Actinidia oregonensis Temporal range: Middle Eocene, 45–43 Mya PreꞒ Ꞓ O S D C P T J K Pg N ↓

Scientific classification
- Kingdom: Plantae
- Clade: Tracheophytes
- Clade: Angiosperms
- Clade: Eudicots
- Clade: Asterids
- Order: Ericales
- Family: Actinidiaceae
- Genus: Actinidia
- Species: A. oregonensis
- Binomial name: Actinidia oregonensis Manchester

= Actinidia oregonensis =

- Genus: Actinidia
- Species: oregonensis
- Authority: Manchester

Extinct species of vine

Actinidia oregonensis is an extinct species of flowering plants in the kiwifruit family, Actinidiaceae, solely known from the middle Eocene sediments exposed in north-central Oregon. The species was first described from a series of isolated fossil seeds in chert.

==History and classification==
Actinidia oregonensis has been identified from a single location in the Clarno Formation, the Clarno nut beds, type locality for both the formation and the species. The nut beds are approximately 3 km east of the unincorporated community of Clarno, Oregon, and considered to be middle Eocene in age, based on averaging zircon fission track radiometric dating which yielded an age of 43.6 and 43.7 ± 10 million years ago and argon–argon dating radiometric dating which yielded a 36.38 ± 1.31 to 46.8 ± 3.36 Mya date. The average of the dates resulted in an age range of 45 to 43 Mya. The beds are composed of silica and calcium carbonate cemented tuffaceous sandstones, siltstones, and conglomerates which preserve either a lake delta environment or periodic floods and volcanic mudflows preserved with hot spring activity.

The species was described from a series of type specimens, the holotype specimen UF 6292, and a group of five paratypes which are preserved in the paleobotanical collections of the University of Florida in Gainesville, Florida. An additional paratype, USNM 355370, is in the National Museum of Natural History collections in Washington, D.C. The fossils were part of a group of approximately 20,000 specimens collected from 1942 to 1989 by Thomas Bones, A. W. Hancock, R. A. Scott, Steven R. Manchester, and some high school students.
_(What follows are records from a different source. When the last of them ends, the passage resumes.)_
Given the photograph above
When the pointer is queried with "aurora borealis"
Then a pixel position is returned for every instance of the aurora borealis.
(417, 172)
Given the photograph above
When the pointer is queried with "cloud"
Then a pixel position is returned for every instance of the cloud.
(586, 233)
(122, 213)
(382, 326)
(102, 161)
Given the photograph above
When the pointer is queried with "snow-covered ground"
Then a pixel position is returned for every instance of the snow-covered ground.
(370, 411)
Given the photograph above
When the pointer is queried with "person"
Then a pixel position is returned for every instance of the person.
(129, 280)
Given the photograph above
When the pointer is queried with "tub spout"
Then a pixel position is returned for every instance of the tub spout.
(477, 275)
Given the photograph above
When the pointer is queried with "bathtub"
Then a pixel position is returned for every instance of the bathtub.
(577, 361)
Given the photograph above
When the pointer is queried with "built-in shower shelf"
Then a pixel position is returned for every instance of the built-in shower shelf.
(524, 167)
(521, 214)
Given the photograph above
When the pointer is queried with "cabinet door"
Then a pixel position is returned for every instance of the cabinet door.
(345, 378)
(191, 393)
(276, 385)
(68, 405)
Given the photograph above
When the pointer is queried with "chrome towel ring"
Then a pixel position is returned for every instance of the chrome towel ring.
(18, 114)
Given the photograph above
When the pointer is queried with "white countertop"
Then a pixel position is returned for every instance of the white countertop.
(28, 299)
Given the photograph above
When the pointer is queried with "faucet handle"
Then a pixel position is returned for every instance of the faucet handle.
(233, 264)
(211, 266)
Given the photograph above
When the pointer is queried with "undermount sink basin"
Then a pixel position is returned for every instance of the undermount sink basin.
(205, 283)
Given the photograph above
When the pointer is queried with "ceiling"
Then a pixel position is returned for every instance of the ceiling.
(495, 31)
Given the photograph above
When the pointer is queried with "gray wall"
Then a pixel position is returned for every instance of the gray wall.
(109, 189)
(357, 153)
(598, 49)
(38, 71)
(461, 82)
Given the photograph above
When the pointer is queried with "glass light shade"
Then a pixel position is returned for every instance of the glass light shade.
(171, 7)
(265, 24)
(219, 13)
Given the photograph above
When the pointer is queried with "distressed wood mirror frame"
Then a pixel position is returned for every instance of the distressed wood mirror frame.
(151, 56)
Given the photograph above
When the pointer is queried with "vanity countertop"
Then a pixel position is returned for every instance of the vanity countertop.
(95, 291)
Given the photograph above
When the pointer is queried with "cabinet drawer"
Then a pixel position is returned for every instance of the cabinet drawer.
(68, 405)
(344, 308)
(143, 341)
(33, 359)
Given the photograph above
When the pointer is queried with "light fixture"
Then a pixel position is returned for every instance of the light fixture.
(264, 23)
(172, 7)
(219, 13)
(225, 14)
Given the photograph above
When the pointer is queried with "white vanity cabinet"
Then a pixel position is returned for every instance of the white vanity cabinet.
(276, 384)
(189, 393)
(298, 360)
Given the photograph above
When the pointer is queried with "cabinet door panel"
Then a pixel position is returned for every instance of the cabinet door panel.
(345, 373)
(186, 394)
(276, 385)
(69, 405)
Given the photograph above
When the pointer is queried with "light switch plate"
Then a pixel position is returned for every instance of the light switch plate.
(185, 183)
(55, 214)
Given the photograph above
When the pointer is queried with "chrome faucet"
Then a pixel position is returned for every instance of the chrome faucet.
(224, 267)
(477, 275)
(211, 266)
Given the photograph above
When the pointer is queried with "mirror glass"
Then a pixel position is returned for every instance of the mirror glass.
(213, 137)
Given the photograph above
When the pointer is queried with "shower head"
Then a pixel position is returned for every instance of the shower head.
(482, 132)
The Actinidia oregonensis specimens were studied by paleobotanist Steven R. Manchester of the University of Florida. He published his 1994 type description for A. oregonensis in the journal Palaeontographica Americana. The specific epithet oregonensis was chosen in recognition of the state of Oregon where the fossils were found. Actinidia oregonensis was the first Actinidia species to be named from North America.

==Description==
The seeds of Actinidia oregonensis are bilaterally symmetrical with an elongated elliptical shape and pointed tip and base. The seeds have an overall length ranging between 3.2–4.4 mm and a width between 2.2–3.0 cm. The seeds are identified as belonging to an Actinidia species by the exterior morphology and by the structure of the vascular supply system. The overall cross-section shape is lensoid, with a keel along the plane of symmetry. The 1 mm thick seed coat morphology shows the same morphology as that in modern Actinidia species, with distinct polygonal cells that decrease in size towards the raphe and antiraphe edges of the seeds. The seeds are larger than seen in the modern species A. arguta, A. callosa, A. chinensis, and A. strigosa. In contrast, the seeds of the Pliocene fossil species A. foveolata of Europe range in size from 1.8–4.0 mm.